Presenting this unprecedented spike in mortality as a percentage excess compared to 5 years previously strikes me as the most accessible measure to grasp the serious nature of what we are experiencing. It also facilitates a reasonable comparison between the different parts of the UK.
I'd like to have compared the UK data with the equivalent data from the Republic of Ireland, but unfortunately they don't publish their death registration data until the following year.
Scotland's data (NRS) is published just 5 days after the week ends, i.e. every Wednesday, then comes Northern Ireland's data (NISRA) each Friday and finally the data for England & Wales (ONS) coming out the following Tuesday.
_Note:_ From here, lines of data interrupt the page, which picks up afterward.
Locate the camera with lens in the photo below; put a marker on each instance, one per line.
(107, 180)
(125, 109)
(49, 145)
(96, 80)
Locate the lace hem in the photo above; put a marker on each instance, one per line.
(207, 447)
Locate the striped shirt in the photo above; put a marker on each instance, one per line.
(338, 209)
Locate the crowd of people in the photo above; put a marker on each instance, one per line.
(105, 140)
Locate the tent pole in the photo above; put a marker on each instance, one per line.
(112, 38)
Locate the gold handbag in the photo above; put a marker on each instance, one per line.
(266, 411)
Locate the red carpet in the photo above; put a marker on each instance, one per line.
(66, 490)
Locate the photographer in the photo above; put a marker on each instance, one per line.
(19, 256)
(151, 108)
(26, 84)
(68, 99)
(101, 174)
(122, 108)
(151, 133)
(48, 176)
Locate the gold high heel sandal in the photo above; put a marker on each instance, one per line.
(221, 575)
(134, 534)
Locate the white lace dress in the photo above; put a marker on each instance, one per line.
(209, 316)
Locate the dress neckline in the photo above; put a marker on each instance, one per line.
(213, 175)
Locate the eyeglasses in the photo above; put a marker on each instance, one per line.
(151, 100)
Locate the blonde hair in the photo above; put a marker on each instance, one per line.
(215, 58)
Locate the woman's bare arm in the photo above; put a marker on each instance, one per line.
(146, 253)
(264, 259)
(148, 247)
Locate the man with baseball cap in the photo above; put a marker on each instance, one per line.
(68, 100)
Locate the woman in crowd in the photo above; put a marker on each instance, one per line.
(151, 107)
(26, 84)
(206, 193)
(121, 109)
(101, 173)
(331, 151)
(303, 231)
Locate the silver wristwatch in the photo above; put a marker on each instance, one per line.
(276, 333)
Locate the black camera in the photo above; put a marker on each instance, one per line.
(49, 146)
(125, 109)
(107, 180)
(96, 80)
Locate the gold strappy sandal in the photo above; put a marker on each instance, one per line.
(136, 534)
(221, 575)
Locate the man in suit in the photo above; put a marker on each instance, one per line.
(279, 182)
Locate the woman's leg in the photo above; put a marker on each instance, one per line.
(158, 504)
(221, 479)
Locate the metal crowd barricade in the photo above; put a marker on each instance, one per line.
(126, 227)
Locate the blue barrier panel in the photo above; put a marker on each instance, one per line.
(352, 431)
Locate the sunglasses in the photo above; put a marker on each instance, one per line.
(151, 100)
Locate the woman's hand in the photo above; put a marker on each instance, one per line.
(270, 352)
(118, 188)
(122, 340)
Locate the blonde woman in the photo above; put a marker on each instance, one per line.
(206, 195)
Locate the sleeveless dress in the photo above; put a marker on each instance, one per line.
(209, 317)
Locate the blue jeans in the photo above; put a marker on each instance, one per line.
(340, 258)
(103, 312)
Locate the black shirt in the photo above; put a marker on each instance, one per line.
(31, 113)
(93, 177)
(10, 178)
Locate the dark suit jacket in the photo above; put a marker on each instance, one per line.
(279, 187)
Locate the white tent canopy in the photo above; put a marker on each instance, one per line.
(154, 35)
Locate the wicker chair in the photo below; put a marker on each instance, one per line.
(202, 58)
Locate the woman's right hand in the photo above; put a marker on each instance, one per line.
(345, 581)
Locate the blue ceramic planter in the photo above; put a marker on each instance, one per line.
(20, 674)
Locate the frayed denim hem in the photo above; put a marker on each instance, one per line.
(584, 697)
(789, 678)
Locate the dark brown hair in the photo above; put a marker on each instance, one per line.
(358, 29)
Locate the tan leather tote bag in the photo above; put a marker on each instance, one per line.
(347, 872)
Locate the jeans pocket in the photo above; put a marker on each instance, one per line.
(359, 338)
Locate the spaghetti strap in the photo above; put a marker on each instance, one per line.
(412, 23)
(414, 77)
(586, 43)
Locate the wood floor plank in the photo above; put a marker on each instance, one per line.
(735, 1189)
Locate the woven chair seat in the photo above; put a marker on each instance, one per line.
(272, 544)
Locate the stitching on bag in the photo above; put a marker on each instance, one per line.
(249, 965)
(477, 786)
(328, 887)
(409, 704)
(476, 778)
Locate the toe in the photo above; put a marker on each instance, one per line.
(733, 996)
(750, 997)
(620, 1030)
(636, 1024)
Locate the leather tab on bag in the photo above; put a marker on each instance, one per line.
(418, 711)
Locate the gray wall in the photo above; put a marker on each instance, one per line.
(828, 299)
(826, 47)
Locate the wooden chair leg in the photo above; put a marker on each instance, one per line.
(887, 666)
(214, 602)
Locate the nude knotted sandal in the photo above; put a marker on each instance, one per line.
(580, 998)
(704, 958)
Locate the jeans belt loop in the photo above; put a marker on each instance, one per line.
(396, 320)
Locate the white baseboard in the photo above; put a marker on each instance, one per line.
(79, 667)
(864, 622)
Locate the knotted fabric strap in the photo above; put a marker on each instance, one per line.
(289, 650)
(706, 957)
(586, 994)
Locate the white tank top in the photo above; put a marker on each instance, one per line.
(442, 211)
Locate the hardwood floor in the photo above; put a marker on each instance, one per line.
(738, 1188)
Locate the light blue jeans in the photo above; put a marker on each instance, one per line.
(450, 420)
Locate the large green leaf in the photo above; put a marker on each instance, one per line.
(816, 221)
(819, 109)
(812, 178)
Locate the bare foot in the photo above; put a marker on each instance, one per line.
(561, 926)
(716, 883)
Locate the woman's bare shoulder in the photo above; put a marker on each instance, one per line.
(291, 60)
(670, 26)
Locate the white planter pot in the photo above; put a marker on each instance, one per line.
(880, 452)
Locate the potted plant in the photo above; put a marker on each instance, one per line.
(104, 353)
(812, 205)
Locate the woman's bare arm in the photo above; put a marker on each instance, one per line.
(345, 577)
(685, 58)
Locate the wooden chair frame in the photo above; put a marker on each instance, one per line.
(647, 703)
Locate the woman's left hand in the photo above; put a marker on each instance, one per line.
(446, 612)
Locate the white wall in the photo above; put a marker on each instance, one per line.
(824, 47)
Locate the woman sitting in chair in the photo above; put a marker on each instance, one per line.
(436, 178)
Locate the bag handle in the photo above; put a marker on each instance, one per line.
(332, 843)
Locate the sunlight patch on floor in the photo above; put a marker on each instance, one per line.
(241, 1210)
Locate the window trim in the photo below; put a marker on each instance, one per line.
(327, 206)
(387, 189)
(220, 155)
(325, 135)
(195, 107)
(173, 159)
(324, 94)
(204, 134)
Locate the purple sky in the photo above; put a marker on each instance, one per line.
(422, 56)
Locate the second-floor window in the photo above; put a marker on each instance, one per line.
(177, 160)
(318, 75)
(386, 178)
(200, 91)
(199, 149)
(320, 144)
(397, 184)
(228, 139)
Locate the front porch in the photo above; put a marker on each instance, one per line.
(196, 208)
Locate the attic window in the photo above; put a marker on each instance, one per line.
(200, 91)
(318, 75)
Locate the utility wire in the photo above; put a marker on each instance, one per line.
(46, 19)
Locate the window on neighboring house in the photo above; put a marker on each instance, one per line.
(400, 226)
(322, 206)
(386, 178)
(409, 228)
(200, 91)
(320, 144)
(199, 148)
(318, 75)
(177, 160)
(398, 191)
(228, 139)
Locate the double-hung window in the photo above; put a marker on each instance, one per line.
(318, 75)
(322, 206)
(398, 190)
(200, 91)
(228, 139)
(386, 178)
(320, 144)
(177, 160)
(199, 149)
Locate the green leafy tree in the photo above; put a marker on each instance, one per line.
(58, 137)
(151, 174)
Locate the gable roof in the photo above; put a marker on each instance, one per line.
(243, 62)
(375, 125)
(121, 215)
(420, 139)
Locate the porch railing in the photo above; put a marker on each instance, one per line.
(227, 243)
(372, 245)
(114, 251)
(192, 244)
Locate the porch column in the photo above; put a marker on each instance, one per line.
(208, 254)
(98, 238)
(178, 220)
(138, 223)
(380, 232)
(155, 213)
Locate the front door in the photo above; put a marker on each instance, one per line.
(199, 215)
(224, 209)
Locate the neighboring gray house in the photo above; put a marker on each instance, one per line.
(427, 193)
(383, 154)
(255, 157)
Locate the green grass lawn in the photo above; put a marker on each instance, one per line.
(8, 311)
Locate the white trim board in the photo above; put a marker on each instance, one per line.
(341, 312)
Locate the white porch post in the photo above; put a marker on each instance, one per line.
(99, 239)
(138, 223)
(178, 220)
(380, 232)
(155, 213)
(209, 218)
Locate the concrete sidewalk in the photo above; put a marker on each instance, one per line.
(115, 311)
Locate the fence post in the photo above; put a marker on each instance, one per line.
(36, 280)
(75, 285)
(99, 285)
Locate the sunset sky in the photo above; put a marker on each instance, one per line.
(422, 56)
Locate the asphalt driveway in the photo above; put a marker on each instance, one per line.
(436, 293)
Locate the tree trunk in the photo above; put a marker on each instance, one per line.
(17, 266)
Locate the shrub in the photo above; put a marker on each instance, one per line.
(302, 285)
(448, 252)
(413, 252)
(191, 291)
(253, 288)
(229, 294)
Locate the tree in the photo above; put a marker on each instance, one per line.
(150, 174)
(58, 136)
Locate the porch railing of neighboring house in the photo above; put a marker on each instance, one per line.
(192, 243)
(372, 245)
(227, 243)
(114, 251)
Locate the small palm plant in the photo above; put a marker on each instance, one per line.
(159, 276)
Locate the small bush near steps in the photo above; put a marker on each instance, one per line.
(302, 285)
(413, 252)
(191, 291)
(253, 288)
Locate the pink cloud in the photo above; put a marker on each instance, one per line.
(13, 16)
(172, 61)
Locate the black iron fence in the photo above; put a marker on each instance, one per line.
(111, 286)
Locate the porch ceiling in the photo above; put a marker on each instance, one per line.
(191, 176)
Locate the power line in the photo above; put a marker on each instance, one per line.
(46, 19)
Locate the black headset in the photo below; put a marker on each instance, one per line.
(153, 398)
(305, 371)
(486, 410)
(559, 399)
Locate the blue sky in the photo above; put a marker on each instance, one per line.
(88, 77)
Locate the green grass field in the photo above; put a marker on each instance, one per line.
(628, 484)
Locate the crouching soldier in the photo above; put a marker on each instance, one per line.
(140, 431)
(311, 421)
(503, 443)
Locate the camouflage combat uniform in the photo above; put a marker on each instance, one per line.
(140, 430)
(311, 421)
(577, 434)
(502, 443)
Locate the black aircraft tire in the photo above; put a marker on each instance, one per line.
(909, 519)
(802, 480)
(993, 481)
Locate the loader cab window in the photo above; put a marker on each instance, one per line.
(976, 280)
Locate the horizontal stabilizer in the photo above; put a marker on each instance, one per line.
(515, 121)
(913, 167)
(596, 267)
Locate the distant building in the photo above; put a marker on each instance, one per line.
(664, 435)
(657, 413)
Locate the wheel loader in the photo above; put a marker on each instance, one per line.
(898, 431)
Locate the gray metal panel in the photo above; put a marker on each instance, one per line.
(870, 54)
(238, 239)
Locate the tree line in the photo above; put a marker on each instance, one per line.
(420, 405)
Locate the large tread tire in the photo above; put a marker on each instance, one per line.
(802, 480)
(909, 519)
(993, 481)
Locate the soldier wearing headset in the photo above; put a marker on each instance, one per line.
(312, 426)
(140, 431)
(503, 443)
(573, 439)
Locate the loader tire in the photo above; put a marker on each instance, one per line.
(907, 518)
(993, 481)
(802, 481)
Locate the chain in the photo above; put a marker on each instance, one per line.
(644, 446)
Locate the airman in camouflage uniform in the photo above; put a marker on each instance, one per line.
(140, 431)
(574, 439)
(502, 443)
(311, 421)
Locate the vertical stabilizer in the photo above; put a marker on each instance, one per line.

In Northern Ireland, NISRA interprets "Week 1" as the week ending 10 Jan 2020, whereas the other agencies list "Week 1" as the week ending 3 Jan 2020. For the purposes of the charts above, I am using Week 1 as the week ending 3 Jan 2020 across all agencies.
The european mortality monitoring (EuroMOMO) project uses a more statistically robust methodology for comparing excess deaths across different Europe: the z-score. This is a more standardised measurement, for sure, but it isn't as immediately relateable, in my opinion, as knowing how many more people are dying each week in percentage terms.
The comparison charts on EuroMOMO for excess mortality in different European countries are often referenced to show that the UK stands out with much larger z-scores than other countries, particularly the Republic of Ireland. However I can't find a way to examine the data behind the EuroMOMO charts and they have themselves explicitly highlighted that the data from the Irish state is problematic as death registration procedures have been curtailed in the Republic of Ireland during the pandemic.